TWO GROUPS AND TWO STRATEGIES TO GAIN THE VOTE

Suffrage ribbon with photo of Susan B. Anthony.

Men and women who had worked for abolition and women's rights before the Civil War formed the Equal Rights Association to renew their work after the conflict ended. Yet, the Equal Rights Association could not agree on a single strategy to achieve women's right to vote. By 1869, the Association had split into separate, antagonistic camps. By 1870, two new organizations emerged from the wreckage of the Equal Rights Association: the National Woman Suffrage Association, led by Elizabeth Cady Stanton and Susan B. Anthony (who had joined the cause in 1850), and the American Woman Suffrage Association headed by Lucy Stone and Julia Ward Howe. Stanton and Anthony's National Association espoused a radical platform of sweeping social change to improve the status of women, and favored a constitutional amendment to achieve the woman's vote. The very name of their periodical, The Revolution, was evidence of their radical approach to women's rights.

 

 
     
Julia Ward Howe helped found the American Woman Suffrage Association. She was a leader in the woman’s club movement and writer of the famous Civil War song, "The Battle Hymn of the Republic."   Lucy Stone, social reformer, lecturer, and advocate for women’s rights, helped to found the American Woman Suffrage Association, founded The Woman’s Journal, and kept her maiden name after marriage.

Lucy Stone, a pioneer in women's rights, and Julia Ward Howe, a leader in the women's club movement and author of the "Battle Hymn of the Republic," founded the more moderate American Woman Suffrage Association. This group favored passage of woman suffrage voting laws at the state level. Their periodical, The Woman's Journal, had a more polite, literary tone and generally considered topics within "woman's sphere."

Classically clad female figure approaching the United States Capitol, with sunburst in background.
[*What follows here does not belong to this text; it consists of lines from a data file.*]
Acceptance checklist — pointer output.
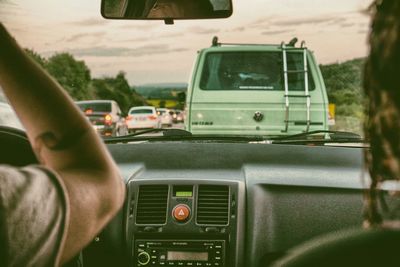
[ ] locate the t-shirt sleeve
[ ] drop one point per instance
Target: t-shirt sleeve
(33, 216)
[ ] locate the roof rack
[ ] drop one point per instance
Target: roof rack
(292, 43)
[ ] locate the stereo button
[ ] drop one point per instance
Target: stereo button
(143, 258)
(181, 212)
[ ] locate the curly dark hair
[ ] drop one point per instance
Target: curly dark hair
(382, 87)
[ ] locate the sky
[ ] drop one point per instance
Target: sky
(152, 52)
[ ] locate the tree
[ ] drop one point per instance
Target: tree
(72, 74)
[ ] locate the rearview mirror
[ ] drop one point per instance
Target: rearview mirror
(167, 10)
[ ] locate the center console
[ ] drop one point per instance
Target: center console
(184, 223)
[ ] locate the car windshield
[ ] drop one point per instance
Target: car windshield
(141, 111)
(247, 75)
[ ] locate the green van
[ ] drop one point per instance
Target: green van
(249, 89)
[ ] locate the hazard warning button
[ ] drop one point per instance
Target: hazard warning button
(181, 213)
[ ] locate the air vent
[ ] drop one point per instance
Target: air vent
(213, 205)
(152, 204)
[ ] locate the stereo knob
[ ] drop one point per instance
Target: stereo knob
(143, 258)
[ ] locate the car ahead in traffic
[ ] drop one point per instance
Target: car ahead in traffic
(8, 117)
(177, 116)
(165, 116)
(105, 116)
(142, 117)
(252, 89)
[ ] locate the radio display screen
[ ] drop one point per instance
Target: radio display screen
(183, 193)
(187, 256)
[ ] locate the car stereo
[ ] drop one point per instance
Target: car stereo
(180, 252)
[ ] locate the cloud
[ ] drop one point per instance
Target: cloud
(238, 29)
(201, 30)
(347, 24)
(123, 51)
(90, 22)
(80, 36)
(273, 32)
(307, 21)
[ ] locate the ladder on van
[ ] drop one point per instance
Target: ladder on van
(288, 96)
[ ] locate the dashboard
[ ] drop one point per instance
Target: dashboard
(226, 204)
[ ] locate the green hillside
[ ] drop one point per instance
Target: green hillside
(344, 87)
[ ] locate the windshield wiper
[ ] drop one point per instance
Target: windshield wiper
(179, 135)
(320, 136)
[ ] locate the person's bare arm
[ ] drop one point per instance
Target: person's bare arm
(65, 142)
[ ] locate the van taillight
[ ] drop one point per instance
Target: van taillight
(108, 119)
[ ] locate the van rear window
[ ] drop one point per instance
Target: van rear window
(95, 106)
(252, 71)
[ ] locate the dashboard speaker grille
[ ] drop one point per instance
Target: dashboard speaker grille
(213, 205)
(152, 204)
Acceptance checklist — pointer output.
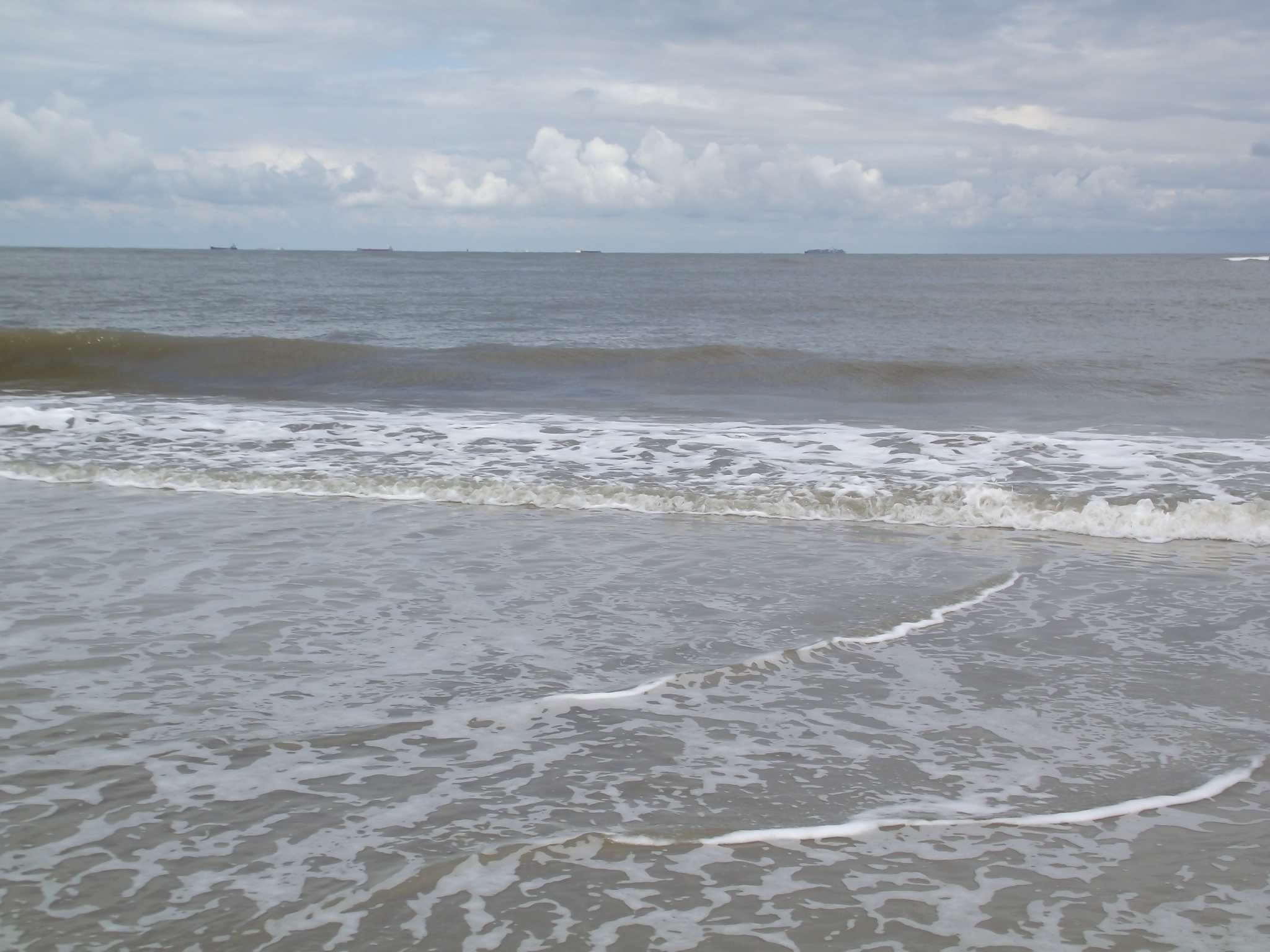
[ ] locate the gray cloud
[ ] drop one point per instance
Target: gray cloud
(966, 118)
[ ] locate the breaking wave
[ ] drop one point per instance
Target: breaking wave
(1118, 487)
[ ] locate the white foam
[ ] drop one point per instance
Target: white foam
(1119, 487)
(773, 658)
(863, 827)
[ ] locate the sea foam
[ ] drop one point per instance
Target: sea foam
(1151, 488)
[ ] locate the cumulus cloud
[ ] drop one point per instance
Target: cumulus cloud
(56, 154)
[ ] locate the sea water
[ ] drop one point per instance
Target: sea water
(624, 602)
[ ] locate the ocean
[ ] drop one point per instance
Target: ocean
(633, 602)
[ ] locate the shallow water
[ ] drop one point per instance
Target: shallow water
(351, 667)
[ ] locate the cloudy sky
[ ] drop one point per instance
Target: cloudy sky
(655, 125)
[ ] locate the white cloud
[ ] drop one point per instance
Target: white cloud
(56, 150)
(1025, 117)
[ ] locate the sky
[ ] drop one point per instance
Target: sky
(897, 126)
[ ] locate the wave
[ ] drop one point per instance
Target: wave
(1119, 487)
(969, 506)
(865, 826)
(135, 362)
(779, 658)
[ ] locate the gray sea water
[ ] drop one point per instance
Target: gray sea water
(633, 602)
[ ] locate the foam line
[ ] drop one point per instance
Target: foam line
(615, 695)
(771, 658)
(858, 828)
(938, 617)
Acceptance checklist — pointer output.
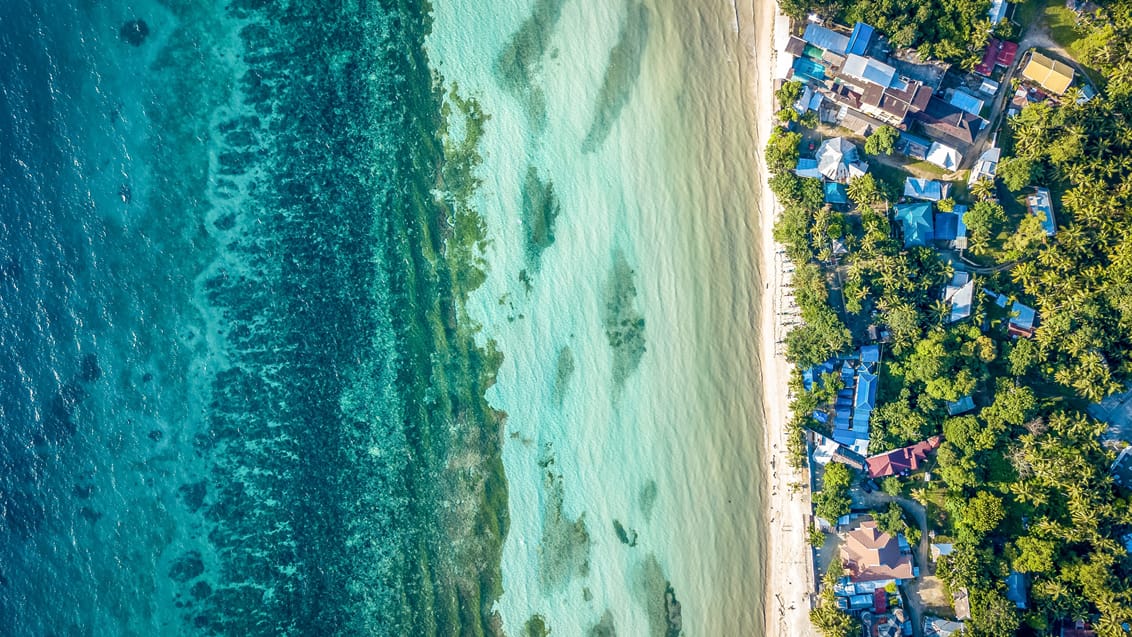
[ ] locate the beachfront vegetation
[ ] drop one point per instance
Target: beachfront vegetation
(1021, 480)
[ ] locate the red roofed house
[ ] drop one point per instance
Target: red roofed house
(902, 459)
(869, 556)
(998, 53)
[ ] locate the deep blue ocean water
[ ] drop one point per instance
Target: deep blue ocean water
(230, 359)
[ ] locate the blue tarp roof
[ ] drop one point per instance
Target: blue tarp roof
(835, 192)
(871, 354)
(916, 220)
(966, 102)
(860, 37)
(961, 406)
(825, 39)
(946, 225)
(1025, 318)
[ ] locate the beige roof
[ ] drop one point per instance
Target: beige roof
(871, 554)
(1051, 74)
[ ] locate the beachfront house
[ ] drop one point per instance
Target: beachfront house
(925, 189)
(1052, 75)
(902, 461)
(839, 161)
(959, 294)
(1042, 205)
(916, 222)
(869, 554)
(1122, 468)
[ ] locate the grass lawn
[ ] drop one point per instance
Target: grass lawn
(1062, 25)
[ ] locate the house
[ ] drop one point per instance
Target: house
(960, 406)
(997, 11)
(937, 627)
(941, 549)
(1122, 468)
(997, 53)
(950, 227)
(807, 168)
(838, 160)
(1053, 75)
(902, 461)
(1017, 588)
(961, 601)
(986, 166)
(966, 102)
(916, 220)
(825, 39)
(1042, 204)
(871, 554)
(912, 146)
(835, 194)
(951, 125)
(943, 156)
(959, 294)
(926, 189)
(859, 40)
(1021, 320)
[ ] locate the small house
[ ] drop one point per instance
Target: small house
(944, 156)
(917, 223)
(926, 189)
(1042, 205)
(1053, 75)
(902, 461)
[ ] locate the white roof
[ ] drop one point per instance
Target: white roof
(868, 69)
(834, 158)
(943, 156)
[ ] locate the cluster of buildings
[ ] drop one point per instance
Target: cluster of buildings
(850, 82)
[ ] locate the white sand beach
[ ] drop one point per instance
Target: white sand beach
(789, 570)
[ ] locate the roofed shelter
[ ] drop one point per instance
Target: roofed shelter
(871, 554)
(1053, 75)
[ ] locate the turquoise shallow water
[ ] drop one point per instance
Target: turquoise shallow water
(345, 318)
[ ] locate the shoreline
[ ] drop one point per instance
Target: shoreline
(789, 574)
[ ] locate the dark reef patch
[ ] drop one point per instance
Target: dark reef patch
(564, 371)
(623, 320)
(622, 72)
(134, 32)
(540, 212)
(605, 627)
(517, 66)
(564, 549)
(626, 535)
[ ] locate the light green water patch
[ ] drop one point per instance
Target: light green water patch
(623, 320)
(626, 535)
(564, 550)
(564, 373)
(657, 595)
(603, 628)
(536, 627)
(648, 499)
(622, 72)
(517, 66)
(540, 212)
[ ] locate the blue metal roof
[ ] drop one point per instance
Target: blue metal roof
(917, 223)
(825, 39)
(835, 192)
(860, 37)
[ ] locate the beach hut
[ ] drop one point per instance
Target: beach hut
(838, 160)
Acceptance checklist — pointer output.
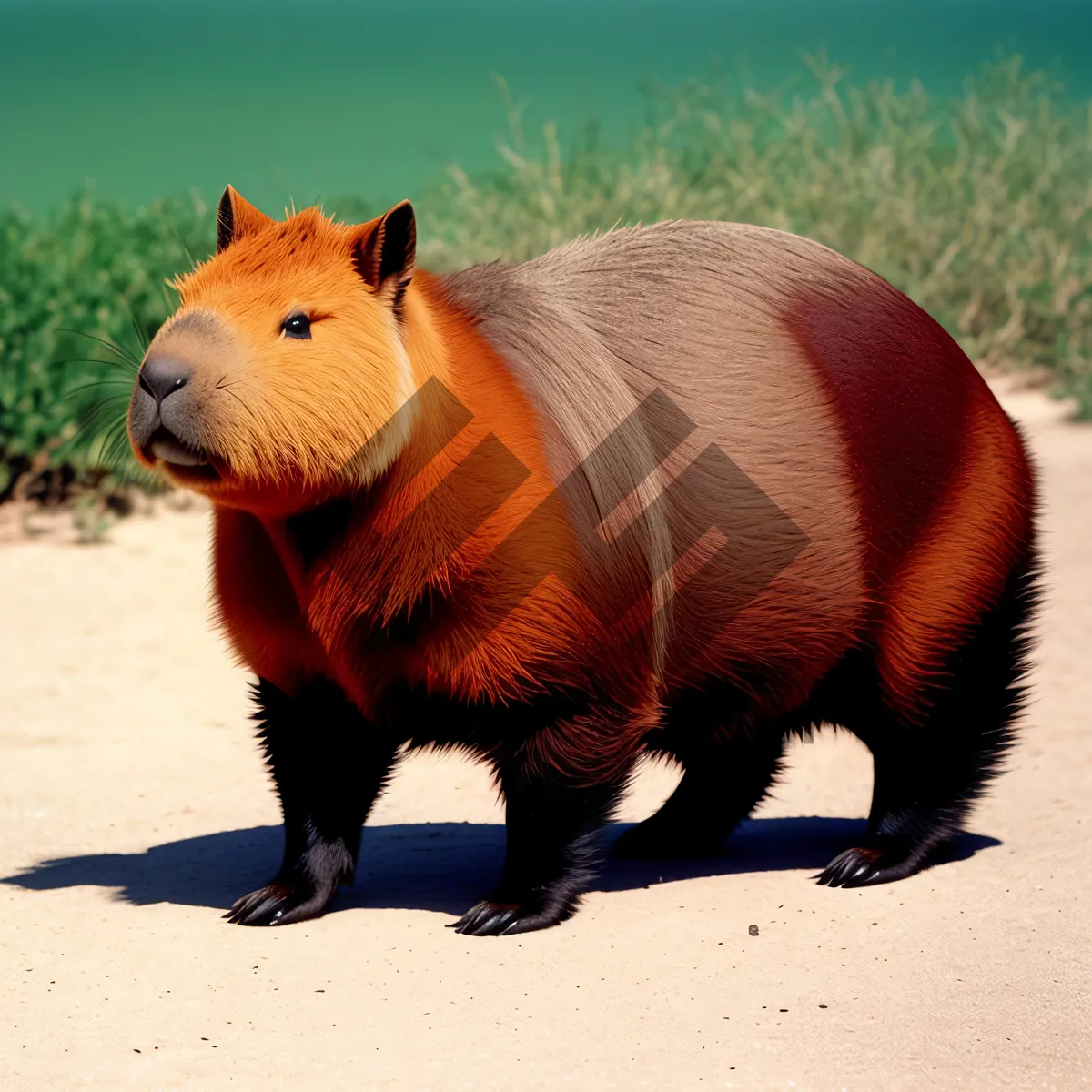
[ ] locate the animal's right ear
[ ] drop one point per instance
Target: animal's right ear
(236, 218)
(383, 252)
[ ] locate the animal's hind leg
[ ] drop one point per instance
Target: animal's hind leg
(928, 774)
(723, 782)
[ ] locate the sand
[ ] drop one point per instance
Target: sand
(135, 808)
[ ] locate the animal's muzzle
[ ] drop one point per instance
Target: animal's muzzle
(162, 414)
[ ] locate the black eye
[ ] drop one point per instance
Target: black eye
(298, 326)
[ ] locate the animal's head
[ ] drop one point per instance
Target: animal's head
(273, 380)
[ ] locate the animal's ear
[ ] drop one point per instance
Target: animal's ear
(383, 252)
(236, 218)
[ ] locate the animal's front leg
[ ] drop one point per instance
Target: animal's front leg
(329, 765)
(552, 847)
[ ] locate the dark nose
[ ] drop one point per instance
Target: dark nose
(161, 376)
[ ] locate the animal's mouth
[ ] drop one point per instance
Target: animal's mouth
(183, 460)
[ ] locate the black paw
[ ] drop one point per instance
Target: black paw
(281, 904)
(865, 865)
(505, 918)
(660, 841)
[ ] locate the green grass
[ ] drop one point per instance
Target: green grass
(978, 207)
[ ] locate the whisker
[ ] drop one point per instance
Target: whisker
(120, 350)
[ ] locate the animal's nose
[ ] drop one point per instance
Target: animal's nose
(161, 376)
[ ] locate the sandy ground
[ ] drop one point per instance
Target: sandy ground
(135, 808)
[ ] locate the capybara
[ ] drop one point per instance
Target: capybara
(683, 490)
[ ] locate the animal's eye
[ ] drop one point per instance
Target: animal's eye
(298, 326)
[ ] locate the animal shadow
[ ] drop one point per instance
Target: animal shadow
(442, 866)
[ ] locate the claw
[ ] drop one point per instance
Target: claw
(863, 866)
(278, 905)
(505, 920)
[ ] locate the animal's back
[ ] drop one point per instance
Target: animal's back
(839, 399)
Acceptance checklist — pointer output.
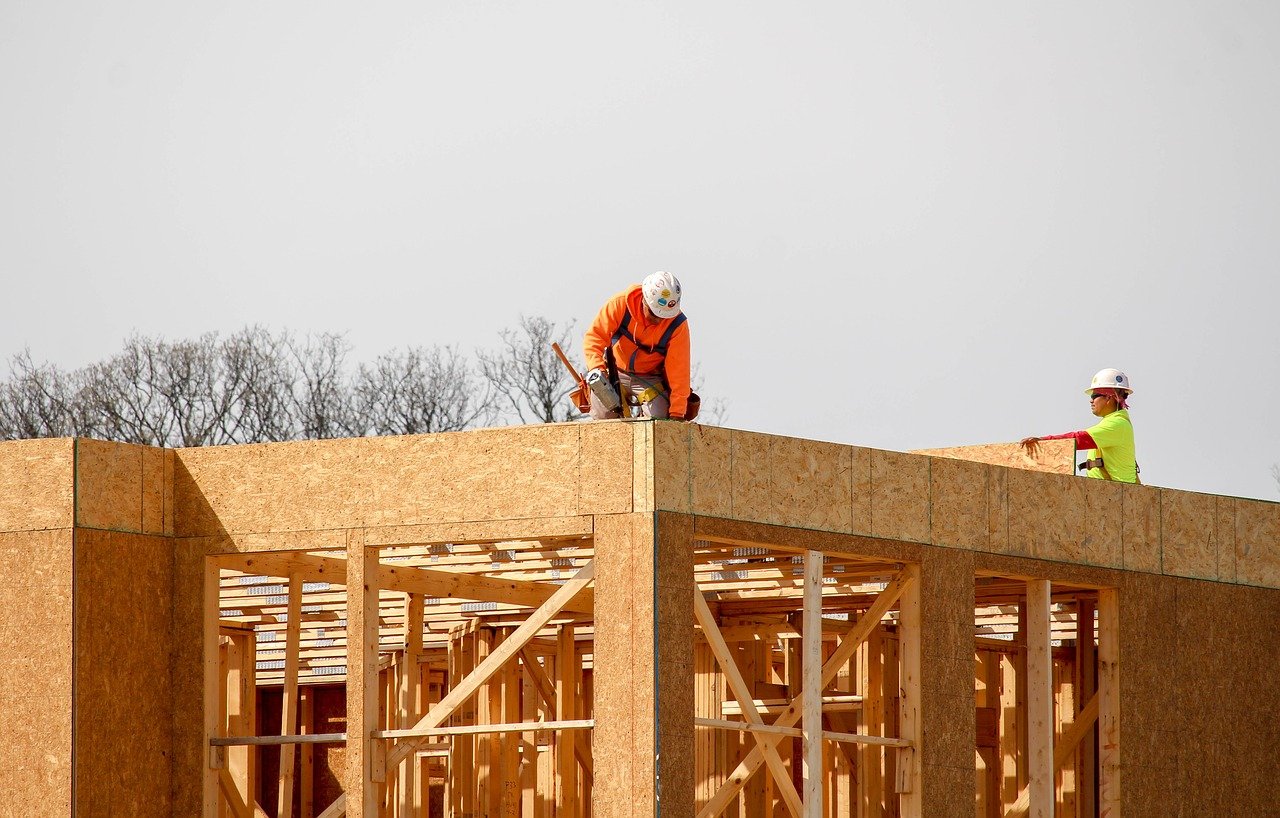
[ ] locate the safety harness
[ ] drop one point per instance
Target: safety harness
(624, 330)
Both groups engaged in organizing and educational campaigns throughout the country. Women gave speeches on the lecture circuit, distributed thousands of educational leaflets and pamphlets about votes for women, and rallied support through presentations to women's clubs and temperance (anti-alcohol) groups. Both associations waged relentless and grueling campaigns to support suffrage referenda in the states. The National Association also lobbied Congress. Year after year, Anthony led groups of women lobbyists to urge passage of a constitutional amendment for woman suffrage. Despite all these efforts, Congressional hearings were rarely held, and the question of suffrage was never sent to the floor of Congress for a vote.